Jack in the Box plans to close as many as 200 underperforming locations and may sell its Del Taco Brand as part of a comprehensive reconfiguration of its business under newly-named CEO Lance Tucker.
The San Diego-based company said it plans to sell real estate and will stop paying a dividend so it can pay down debt.
It has also hired BofA Securities to explore “strategic alternatives” for Del Taco, “including a possible divestiture of the business,” just three years after it acquired the brand.
Jack in the Box will close 150 to 200 underperforming restaurants under what it calls a “block closure program.”

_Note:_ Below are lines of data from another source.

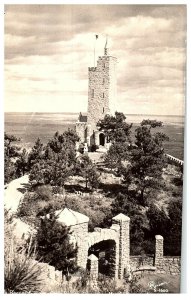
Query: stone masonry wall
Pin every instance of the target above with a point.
(81, 131)
(170, 265)
(138, 260)
(80, 232)
(101, 90)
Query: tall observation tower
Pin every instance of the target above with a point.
(102, 92)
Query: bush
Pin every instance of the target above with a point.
(54, 246)
(21, 275)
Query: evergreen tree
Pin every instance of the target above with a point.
(21, 163)
(54, 245)
(11, 152)
(88, 171)
(36, 153)
(147, 160)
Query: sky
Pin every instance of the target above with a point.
(48, 49)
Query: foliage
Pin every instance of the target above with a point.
(168, 225)
(88, 171)
(117, 153)
(41, 202)
(21, 163)
(57, 162)
(115, 128)
(21, 274)
(54, 245)
(36, 153)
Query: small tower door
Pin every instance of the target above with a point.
(102, 139)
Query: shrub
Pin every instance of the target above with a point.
(21, 274)
(54, 245)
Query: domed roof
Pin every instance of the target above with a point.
(70, 217)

Tucker told analysts on Wednesday that the company wants to operate in a “simplified” structure and “refocus toward our core Jack in the Box business.”

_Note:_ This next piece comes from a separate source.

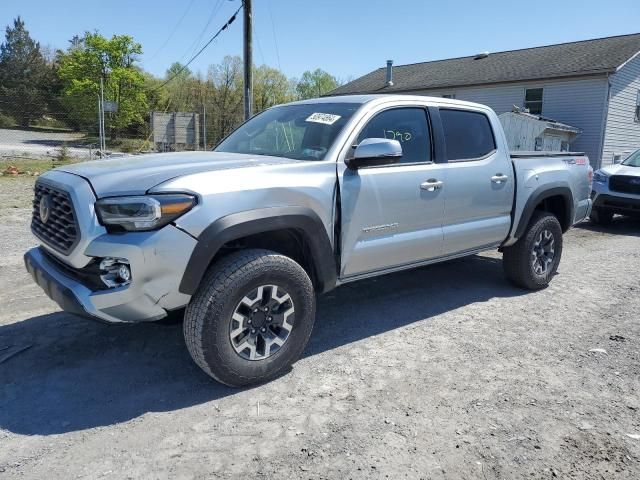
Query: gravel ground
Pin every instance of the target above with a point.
(37, 144)
(443, 372)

The announcement follows a series of management changes at the company, including the departure of Darin Harris and the elevation of Tucker into the chief executive seat—with an apparent mandate to improve the company’s finances—just weeks after he was hired as CFO in the first place.
It also follows a quarter in which sales at both of its brands struggled amid fires and bad weather in California, where many of its restaurants are located. Same-store sales declined 4.4% at Jack in the Box in the quarter ended April 13, according to preliminary results. Del Taco same-store sales declined 3.6% in the period.

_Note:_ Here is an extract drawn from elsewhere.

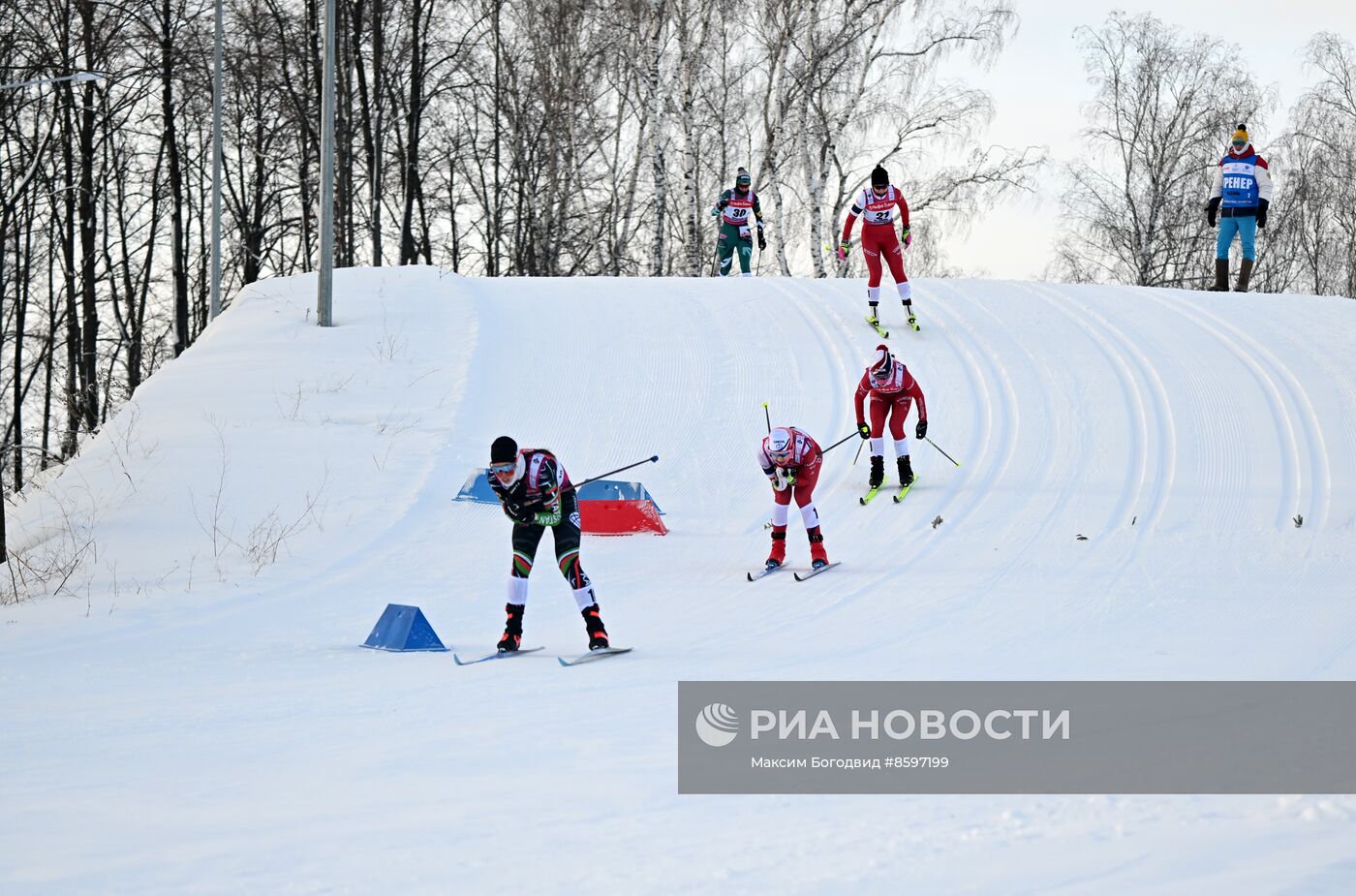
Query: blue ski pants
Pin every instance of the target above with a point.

In a statement, Tucker said the actions are designed to improve cash flow and pay down debt while preserving investments in technology and remodels, close underperforming locations to return to net unit growth and improve unit economics and simplify Jack in the Box as a company.
Jack in the Box said most of the closures will be of restaurants that have been in the system for over three decades.
The program will start with 80 to 120 closures by the end of this year. The closures are on top of the 1.5% to 2% unit closures expected this fiscal year. But the company expects the closures will lead to “consistent, net positive unit growth.”
The potential Del Taco sale follows a string of weak performances and the closure of all but one of its restaurants in Colorado. Last quarter’s 3.6% same-store sales decline was the fifth straight quarterly decline. System sales declined 2% last year, according to data from Restaurant Business sister company Technomic.
Jack in the Box bought Del Taco in a $575 million deal in 2022 and suggested that it could acquire more brands. But the chain has underperformed its much larger rival Taco Bell every quarter since the first quarter of 2021.
Tucker told analysts that several issues took place after the acquisition, such as the $20 California fast-food wage law and inflation. But he also alluded to “implementation challenges” following the combination. Tucker added that the chain likely won’t “meaningfully contribute to the bottom line” over the next several years.
“It can thrive,” Tucker said. “It just needs to be in a situation that’s probably not with Jack in the Box, where we need to focus on our core business. It just makes a lot more sense to simplify our model.”
All but one Del Taco restaurant in Colorado closed in February amid a legal dispute with the brand that led to its bankruptcy just a year after the operator of the locations acquired the development rights to the market.
At Jack in the Box, meanwhile, the company was sued by a big Washington state franchisee over the termination of 39 restaurants there.
UPDATE: This story has been updated to add quotes from an afternoon analyst call.